Les syndicats du crime et les trafics illégaux s’agglutinent aux centrales nucléaires où les ouvriers triment dans des conditions dures. Mais le problème ne se limite pas à cela.

« Le bidonnage des contrats d’intérim en contrats de sous-traitance gangrène les centrales nucléaires du Japon tout entier parce que les sociétés de production électrique, pour économiser de l’argent sur la main d’œuvre, ferment les yeux sur tous ces trafics » explique Masahiko Yamamoto, un ancien ouvrier de 54 ans de la centrale de Tsuruga dans la préfecture de Fukui qui milite aujourd’hui contre l’énergie nucléaire.

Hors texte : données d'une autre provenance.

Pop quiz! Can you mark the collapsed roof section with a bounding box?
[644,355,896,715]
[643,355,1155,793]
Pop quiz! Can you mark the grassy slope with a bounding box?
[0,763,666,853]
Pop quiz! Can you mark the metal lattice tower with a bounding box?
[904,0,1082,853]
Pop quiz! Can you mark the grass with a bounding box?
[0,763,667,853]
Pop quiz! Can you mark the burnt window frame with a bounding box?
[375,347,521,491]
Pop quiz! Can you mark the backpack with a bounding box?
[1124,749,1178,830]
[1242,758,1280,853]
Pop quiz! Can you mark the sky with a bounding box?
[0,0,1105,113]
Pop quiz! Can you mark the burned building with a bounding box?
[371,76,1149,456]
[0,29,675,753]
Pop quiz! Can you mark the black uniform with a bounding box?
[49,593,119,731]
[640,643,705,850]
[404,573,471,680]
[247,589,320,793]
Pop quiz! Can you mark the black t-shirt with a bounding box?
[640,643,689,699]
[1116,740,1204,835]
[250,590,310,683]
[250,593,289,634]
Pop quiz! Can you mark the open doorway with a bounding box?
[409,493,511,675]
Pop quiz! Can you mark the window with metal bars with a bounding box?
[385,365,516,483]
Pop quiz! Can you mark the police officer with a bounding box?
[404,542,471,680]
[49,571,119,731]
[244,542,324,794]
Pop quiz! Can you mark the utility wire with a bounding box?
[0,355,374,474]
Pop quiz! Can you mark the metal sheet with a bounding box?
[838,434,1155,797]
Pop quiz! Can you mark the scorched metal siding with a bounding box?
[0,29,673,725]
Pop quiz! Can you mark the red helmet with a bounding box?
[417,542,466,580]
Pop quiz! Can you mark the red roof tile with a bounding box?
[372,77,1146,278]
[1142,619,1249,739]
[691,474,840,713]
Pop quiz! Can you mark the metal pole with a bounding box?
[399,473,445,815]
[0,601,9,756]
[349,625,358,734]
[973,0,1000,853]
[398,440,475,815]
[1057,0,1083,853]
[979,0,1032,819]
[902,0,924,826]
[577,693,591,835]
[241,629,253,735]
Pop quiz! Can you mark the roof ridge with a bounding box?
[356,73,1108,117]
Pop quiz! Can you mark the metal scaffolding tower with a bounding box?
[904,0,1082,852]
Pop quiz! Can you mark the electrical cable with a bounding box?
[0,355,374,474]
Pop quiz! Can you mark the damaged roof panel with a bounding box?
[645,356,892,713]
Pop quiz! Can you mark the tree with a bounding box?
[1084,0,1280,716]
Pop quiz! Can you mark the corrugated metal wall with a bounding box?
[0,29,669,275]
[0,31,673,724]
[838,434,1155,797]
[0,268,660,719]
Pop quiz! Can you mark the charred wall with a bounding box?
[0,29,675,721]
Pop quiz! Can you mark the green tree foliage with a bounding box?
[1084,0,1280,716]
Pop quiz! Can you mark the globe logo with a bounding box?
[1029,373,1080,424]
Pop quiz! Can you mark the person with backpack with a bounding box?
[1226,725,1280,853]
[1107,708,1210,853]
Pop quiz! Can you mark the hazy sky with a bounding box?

« Nous avons appelé nos employeurs à se conformer à la loi et à couper leurs liens avec les syndicats du crime », rétorque un représentant de la Kansai Electric Power Company, qui gère la centrale de Ōi. « Nous regrettons fortement qu’un cas de non-conformité ait été découvert. Nous renouvelons notre appel à respecter les règles. »

L’ancien ouvrier de 63 ans de Takahama était resté disert pendant l’interview qu’il a donnée aux journalistes du Asahi Shimbun. Mais il a brusquement haussé le ton quand ils lui ont demandé ce qu’il pensait de sa longue carrière d’ouvrier du nucléaire : « Nous, les ouvriers de base, nous avons été les vrais fournisseurs d’énergie du Japon. Mais je pense différemment aujourd’hui. On ne devrait pas travailler dans les centrales nucléaires. On vous y exploite puis on vous jette ». Il jure, mais un peu tard, qu’on ne l’y prendra plus. Mais sa vie professionnelle est finie.

Autre technique utilisée par les Yakuza : contracter, sous de faux noms, des prêts gratuits accordés aux victimes du séisme. Les sommes sont utilisées pour la réouverture de sex-shops, de clubs... Selon un rapport de la police nippone, quelque 35 millions de yens (330 047 euros) ont été illégalement perçus par les Yakuza. Seulement un quart des dossiers suspects ont été examinés à ce jour.

Les retombées de césium et d’iode radioactifs ne sont pas les seules que le Japon va devoir nettoyer après l’accident de Fukushima. Et le fait que de tels articles paraissent dans le très sérieux Asahi Shimbun montre que les Japonais n’ont plus l’intention de détourner le regard des pratiques douteuses. Les Yakuza trouveront bien un autre moyen de s’enrichir eux.